RNA Group/Groupe ARN, Département de Biochimie, Faculté de Médecine des Sciences de la Santé, Pavillon de Recherche Appliquée au Cancer, Université de Sherbrooke, 3201 Rue Jean-Mignault, Sherbrooke, QC J1E 4K8, Canada.
Département de Physique, Université de Sherbrooke, 2500 Boul. Université, Sherbrooke, QC J1K 2R1, Canada.
Cells. 2021 Jul 13;10(7):1771. doi: 10.3390/cells10071771.

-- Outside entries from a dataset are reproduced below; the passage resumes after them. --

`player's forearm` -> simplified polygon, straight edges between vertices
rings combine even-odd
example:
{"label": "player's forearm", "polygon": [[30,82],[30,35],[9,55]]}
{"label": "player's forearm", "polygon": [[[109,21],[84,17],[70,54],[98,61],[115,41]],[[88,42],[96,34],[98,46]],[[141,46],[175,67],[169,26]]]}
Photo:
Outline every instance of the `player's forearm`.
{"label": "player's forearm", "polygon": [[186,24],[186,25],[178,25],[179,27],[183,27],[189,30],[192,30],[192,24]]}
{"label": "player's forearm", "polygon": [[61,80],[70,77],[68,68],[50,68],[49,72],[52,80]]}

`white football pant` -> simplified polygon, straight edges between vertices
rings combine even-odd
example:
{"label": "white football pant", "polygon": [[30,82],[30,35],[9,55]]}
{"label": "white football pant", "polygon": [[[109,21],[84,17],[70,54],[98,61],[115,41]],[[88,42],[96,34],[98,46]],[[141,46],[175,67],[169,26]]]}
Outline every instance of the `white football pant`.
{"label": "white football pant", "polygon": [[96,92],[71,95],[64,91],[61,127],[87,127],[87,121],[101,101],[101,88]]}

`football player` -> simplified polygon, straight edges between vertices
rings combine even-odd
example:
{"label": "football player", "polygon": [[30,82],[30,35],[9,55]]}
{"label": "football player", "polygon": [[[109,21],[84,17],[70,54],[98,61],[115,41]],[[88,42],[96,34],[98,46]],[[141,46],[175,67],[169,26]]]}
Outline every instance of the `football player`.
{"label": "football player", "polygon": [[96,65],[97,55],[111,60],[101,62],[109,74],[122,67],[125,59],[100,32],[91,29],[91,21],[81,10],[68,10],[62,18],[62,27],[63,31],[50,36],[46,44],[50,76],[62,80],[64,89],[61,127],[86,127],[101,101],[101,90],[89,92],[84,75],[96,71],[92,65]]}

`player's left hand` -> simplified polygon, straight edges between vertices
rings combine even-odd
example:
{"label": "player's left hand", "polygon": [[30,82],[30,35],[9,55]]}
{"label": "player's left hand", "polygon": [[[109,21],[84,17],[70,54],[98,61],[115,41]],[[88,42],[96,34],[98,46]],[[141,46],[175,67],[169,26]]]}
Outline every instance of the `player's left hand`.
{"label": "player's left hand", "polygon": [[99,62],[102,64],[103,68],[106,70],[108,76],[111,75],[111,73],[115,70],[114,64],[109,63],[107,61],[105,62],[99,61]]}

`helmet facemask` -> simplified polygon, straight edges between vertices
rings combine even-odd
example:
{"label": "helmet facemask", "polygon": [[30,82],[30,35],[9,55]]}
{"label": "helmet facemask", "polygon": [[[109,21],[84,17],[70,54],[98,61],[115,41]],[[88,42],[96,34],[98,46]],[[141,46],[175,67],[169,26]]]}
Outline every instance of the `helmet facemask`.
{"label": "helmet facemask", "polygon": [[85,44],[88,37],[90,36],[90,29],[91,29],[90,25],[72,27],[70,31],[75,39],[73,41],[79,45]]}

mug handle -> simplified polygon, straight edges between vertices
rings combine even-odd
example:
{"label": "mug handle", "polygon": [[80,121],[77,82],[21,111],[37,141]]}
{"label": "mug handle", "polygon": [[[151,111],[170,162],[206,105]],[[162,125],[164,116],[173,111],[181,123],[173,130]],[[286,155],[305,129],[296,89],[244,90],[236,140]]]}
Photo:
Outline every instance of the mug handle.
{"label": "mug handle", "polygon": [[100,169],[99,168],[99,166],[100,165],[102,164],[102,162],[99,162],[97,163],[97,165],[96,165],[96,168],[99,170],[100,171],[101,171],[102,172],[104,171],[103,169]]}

Viroids are circular, highly structured, single-stranded, non-coding RNA pathogens known to infect and cause disease in several plant species. They are known to trigger the host plant's RNA silencing machinery. The detection of viroid-derived small RNAs (vd-sRNA) in viroid-infected host plants opened a new avenue of study in host-viroid pathogenicity. Since then, several viroid research groups have studied the vd-sRNA retrieved from different host-viroid combinations. Such studies require the segregation of 21- to 24-nucleotide long small RNAs (sRNA) from a deep-sequencing databank, followed by separating the vd-sRNA from any sRNA within this group that showed sequence similarity with either the genomic or the antigenomic strands of the viroid. Such mapped vd-sRNAs are then profiled on both the viroid's genomic and antigenomic strands for visualization. Although several commercial interfaces are currently available for this purpose, they are all programmed for linear RNA molecules. Hence, viroid researchers must develop a computer program that accommodates the sRNAs derived from the circular viroid genome. This is a laborious process, and consequently, it often creates a bottleneck for biologists. In order to overcome this constraint, and to help the research community in general, in this study, a python-based pattern matching interface was developed so as to be able to both profile and map sRNAs on a circular genome. A "matching tolerance" feature has been included in the program, thus permitting the mapping of the sRNAs derived from the quasi-species. Additionally, the "topology" feature allows the researcher to profile sRNA derived from both linear and circular RNA molecules. The efficiency of the program was tested using previously reported deep-sequencing data obtained from two independent studies. Clearly, this novel software should be a key tool with which to both evaluate the production of sRNA and to profile them on their target RNA species, irrespective of the topology of the target RNA molecule.
类病毒是一类环状、高度结构、单链、无编码 RNA 病原体,已知能感染并引起几种植物物种的疾病。它们被认为能触发宿主植物的 RNA 沉默机制。在感染类病毒的宿主植物中检测到类病毒衍生的小 RNA (vd-sRNA),为宿主-类病毒致病性的研究开辟了新途径。自那时以来,几个类病毒研究小组研究了从不同的宿主-类病毒组合中回收的 vd-sRNA。此类研究需要从深度测序数据库中分离出 21 至 24 个核苷酸长的小 RNA (sRNA),然后将 vd-sRNA 与该组内任何与类病毒基因组或抗原基因组链具有序列相似性的 sRNA 分离。然后在类病毒的基因组和抗原基因组链上对这些映射的 vd-sRNA 进行分析以进行可视化。尽管目前有几个商业界面可用于此目的,但它们都是为线性 RNA 分子设计的。因此,类病毒研究人员必须开发一种适应源自环状类病毒基因组的 sRNA 的计算机程序。这是一个繁琐的过程,因此,它经常成为生物学家的瓶颈。为了克服这一限制,并帮助整个研究社区,在本研究中,开发了一个基于 Python 的模式匹配接口,以便能够在环状基因组上对 sRNA 进行分析和映射。该程序包含一个“匹配容限”功能,从而允许对源自准种的 sRNA 进行映射。此外,“拓扑”功能允许研究人员对源自线性和环状 RNA 分子的 sRNA 进行分析。该程序的效率通过使用来自两个独立研究的先前报道的深度测序数据进行了测试。显然,这种新软件应该是一种关键工具,用于评估 sRNA 的产生,并对其目标 RNA 物种进行分析,而不管目标 RNA 分子的拓扑结构如何。